2009年のドラマ。今回初めて見た。
見始めて、ああ……。と胸を突かれた。
金も手間も時間もかけてる。いい頃のドラマだ。
この頃。本木雅弘もかっこ良かった。阿部寛もかっこ良かった。
菅野美穂も可愛かった。香川照之も……不祥事のはるか前でいい役者だった。
見ててしみじみとした。良かった頃のドラマ。
ものすごく質がいいドラマなことは間違いないとして、
わたしはこの時代を描いたドラマが基本苦手。
いや、前半はいいのよ。正岡子規の死くらいまでは。
子規の死はツラいけれども、歴史上の出来事として捉えられるしね。
だが後半の戦争部分になると、……だめだー。近代戦争の映像化は苦手。
ぎりぎりで戊辰戦争。いや、戊辰戦争も前はドラマで見たけど、今はもう見たくないな。
戦国時代の戦くらいまでなら見るけど。時間的に距離があるから、そこまで切実感がない。
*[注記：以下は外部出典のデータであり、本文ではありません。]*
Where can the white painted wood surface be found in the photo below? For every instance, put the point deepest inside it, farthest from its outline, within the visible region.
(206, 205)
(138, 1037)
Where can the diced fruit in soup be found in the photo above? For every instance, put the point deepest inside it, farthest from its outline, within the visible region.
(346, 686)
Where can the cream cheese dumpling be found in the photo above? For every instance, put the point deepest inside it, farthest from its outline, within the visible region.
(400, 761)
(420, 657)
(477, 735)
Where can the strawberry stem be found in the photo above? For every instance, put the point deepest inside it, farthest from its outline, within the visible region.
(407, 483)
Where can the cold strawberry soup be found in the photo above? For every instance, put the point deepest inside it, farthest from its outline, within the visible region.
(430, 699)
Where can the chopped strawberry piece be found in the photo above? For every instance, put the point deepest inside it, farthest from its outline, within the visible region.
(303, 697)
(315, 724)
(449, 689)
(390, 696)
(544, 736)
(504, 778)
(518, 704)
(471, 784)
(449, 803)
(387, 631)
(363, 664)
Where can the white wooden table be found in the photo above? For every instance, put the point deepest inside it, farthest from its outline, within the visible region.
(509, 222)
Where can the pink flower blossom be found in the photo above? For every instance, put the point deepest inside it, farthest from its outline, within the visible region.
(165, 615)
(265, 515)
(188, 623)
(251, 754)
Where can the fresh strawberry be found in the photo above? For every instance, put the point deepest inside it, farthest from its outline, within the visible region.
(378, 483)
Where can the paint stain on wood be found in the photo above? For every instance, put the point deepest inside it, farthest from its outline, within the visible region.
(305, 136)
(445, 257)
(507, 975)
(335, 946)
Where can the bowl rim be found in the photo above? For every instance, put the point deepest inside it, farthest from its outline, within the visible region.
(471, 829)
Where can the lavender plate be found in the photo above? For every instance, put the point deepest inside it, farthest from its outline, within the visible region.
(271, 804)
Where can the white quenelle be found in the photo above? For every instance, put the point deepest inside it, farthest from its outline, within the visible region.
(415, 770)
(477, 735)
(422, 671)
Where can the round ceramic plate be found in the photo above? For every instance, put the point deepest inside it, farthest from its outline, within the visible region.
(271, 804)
でも戊辰戦争あたりからすごく現実に近くなってきて嫌だわ。
今回の日露戦争が辛かった。特に二百三高地。特に旅順港封鎖作戦。
前者は乃木希典が、後者は広瀬少佐がいたわしくていたわしくて。
そして駒として死んでいく人々の数。
もしあんな場所に自分がいたら気が狂うと思います。
なので、第17回以降から最終回26回までたどり着くまで長かった……
見るのに気力が要った。
本来は90分のドラマを半分にして放送した。元々は全13回。
90分だと見る気力が湧かなかったと思うので、良かったと思う。
……なんか、半年以上かけて見た気がするので、前半の感想はなくなっちゃったなあ。
最終盤の細部だけ言っても仕方ないし。
主役の皆さんの演技とか、豪華な顔ぶれとか、もうそういうのは当然で。
とにかく「いい頃のドラマ」というのが感想。あまりに大雑把すぎますけど。
しかしドラマの丁寧な仕事ぶりにはちゃんと感心している。相当に感心している。
こういうドラマを、……今後も見られればいいんだけど、熱意も、予算も、技術も
なくなってきているような気がする放送業界には、もう無理なんじゃないかな……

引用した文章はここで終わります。